- Location: Zaklopača, Bosnia and Herzegovina [sh], Milići, Bosnia and Herzegovina
- Date: 16 May 1992
- Target: Bosniaks
- Deaths: 63-83
- Perpetrators: Serb forces

= Zaklopača massacre =

Genocide of Bosniaks by the Bosnian Serb Army

The Zaklopača massacre occurred three years before the Srebrenica massacre, at the time when Serb forces were committing a campaign of ethnic cleansing of the Bosniak civilians in the Srebrenica region. According to Helsinki Watch at least 83 Bosniaks were killed, including 11 children and 16 elderly persons. According to the Institute for the Research of Genocide, Canada:

On 16 May 1992, Serb forces approached the village and demanded Bosniak residents to hand over their weapons. Except few hunting rifles, Bosniak residents did not have any combat weapons to defend themselves. When the Serbs learned that the residents were effectively unarmed, they blocked all exists of the village and massacred at least 63 Bosniak men, women and children.

==Court Proceedings==

According to the trial judgement of Momčilo Krajišnik:

On 16 May 1992, Serb forces killed approximately 80 people in Zaklopača. A large number of Muslims were transferred to and detained at Sušica camp, where about 2,000 to 2,500 Muslims of both genders and all ages passed through during the period of June to September 1992. Detainees at Sušica performed forced labour, sometimes at the front lines. Some detainees were killed by camp guards or died from mistreatment. A massacre was committed during the night of 30 September 1992, when the remaining 140 to 150 detainees at Sušica camp were driven out of the camp with buses and executed.
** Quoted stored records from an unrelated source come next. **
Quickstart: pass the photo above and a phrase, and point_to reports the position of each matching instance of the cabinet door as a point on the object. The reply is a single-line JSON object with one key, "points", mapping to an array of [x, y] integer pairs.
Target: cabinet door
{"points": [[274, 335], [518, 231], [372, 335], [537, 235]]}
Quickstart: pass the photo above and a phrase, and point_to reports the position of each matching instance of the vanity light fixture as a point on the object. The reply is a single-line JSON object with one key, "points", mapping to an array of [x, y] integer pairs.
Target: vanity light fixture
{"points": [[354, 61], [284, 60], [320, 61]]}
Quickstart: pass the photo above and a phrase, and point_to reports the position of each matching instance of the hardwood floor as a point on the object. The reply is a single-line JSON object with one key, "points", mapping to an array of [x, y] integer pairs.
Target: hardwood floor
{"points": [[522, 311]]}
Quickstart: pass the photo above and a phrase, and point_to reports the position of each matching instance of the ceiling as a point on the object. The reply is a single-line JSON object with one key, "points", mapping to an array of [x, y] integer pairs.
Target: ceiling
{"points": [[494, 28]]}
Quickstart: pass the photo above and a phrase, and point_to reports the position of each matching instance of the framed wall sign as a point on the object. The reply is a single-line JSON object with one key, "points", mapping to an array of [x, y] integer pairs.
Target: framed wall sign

The Zaklopača massacre is also one of events discussed in charges against Radovan Karadžić:

The Chamber is also satisfied that the proposed evidence of Mersudina Saim-Hodzic is relevant to the charges of genocide (Count 1), persecutions (Count 3), extermination (Count 4), murder (Counts 5 and 6), deportation (Count 7), and inhumane acts (forcible transfer) (Count 8), as it specifically relates to the attack against Zaklopaca, the imposition and maintenance of restrictive and discriminatory measures against the Bosnian Muslim population in Vlasenica municipality, the expulsion of Bosnian Muslims from Vlasenica municipality, and the killing of Bosnian Muslims in Zaklopaca.

The massacre Bosniak civilians at Zaklopača was also discussed in the Naser Orić case.